I did more research and I'm possitive the problem is with the ONLINE_MODE="yes" flag. When the log has has_accounting=1, only has the fileds related to bytes and amount of packets if ONLINE_MODE is set to "no". The problem is I need to process logs in realtime. Please help!

adepasquale commented 8 years ago

FW1-LogGrabber retrieves all available fields by default.

My guess is that fields like the number of bytes/packets sent/received are not known immediately, but only when the connection is terminated. This might be the reason why some fields are not present when using ONLINE_MODE="yes", or have a smaller value.

syunusic commented 8 years ago

I thought the same, but If I take the SAME log line, first as online and then as not online, the second one has the account ones.

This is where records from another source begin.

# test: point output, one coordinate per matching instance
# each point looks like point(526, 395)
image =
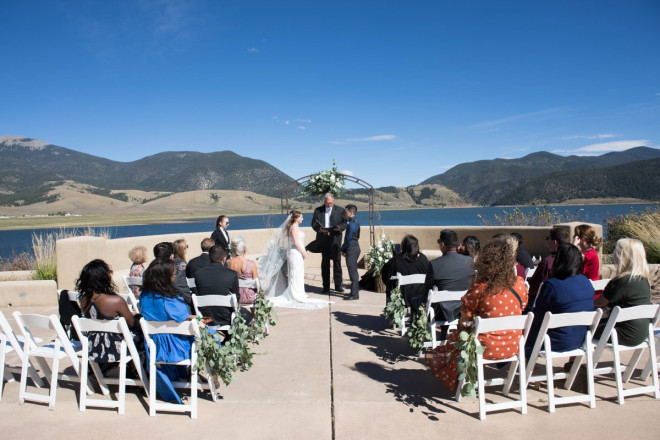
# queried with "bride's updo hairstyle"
point(294, 216)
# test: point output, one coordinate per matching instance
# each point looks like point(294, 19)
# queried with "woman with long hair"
point(99, 300)
point(629, 287)
point(496, 292)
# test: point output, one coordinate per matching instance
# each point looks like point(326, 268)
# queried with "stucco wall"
point(74, 253)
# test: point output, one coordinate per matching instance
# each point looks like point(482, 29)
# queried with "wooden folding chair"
point(128, 353)
point(506, 323)
point(543, 349)
point(650, 312)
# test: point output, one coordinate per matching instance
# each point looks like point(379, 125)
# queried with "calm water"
point(18, 241)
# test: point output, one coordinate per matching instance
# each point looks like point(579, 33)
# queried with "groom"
point(329, 221)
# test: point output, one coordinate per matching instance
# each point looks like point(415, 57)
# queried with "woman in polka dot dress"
point(496, 292)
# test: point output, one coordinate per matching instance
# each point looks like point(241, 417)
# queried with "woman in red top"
point(496, 292)
point(585, 238)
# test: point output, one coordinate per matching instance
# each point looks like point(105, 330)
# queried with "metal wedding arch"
point(288, 189)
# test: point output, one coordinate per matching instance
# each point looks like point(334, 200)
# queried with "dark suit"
point(219, 238)
point(197, 263)
point(330, 242)
point(215, 279)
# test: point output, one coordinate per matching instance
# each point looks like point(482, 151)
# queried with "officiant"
point(329, 221)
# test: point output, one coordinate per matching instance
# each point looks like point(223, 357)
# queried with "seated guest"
point(555, 237)
point(409, 261)
point(244, 267)
point(629, 287)
point(585, 238)
point(138, 255)
point(202, 260)
point(165, 250)
point(567, 291)
point(452, 271)
point(495, 284)
point(99, 300)
point(216, 279)
point(161, 301)
point(522, 256)
point(469, 247)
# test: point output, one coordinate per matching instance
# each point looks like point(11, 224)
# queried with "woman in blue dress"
point(160, 301)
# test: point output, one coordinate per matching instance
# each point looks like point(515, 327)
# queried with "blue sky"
point(394, 91)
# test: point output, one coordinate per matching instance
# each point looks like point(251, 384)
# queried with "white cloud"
point(605, 147)
point(596, 136)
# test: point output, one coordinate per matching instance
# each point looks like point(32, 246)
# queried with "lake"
point(17, 241)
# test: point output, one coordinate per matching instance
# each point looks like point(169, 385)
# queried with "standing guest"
point(165, 250)
point(585, 238)
point(329, 221)
point(452, 271)
point(351, 250)
point(470, 247)
point(202, 260)
point(216, 279)
point(629, 287)
point(409, 261)
point(138, 255)
point(220, 235)
point(161, 301)
point(496, 292)
point(556, 237)
point(245, 268)
point(568, 291)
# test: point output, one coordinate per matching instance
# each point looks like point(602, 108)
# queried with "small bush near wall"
point(645, 227)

It's weird, but is very consistent. Almost 99,9% of the time happens this way. This leads me to a question: nobody has online reporting with # of bytes or # of packets? I think that's the most important part of having firewall log s processed.

adepasquale commented 8 years ago

I have only used online mode without considering the accounting part, so I'm sorry but I can't be of any help. Have you considered asking Checkpoint directly?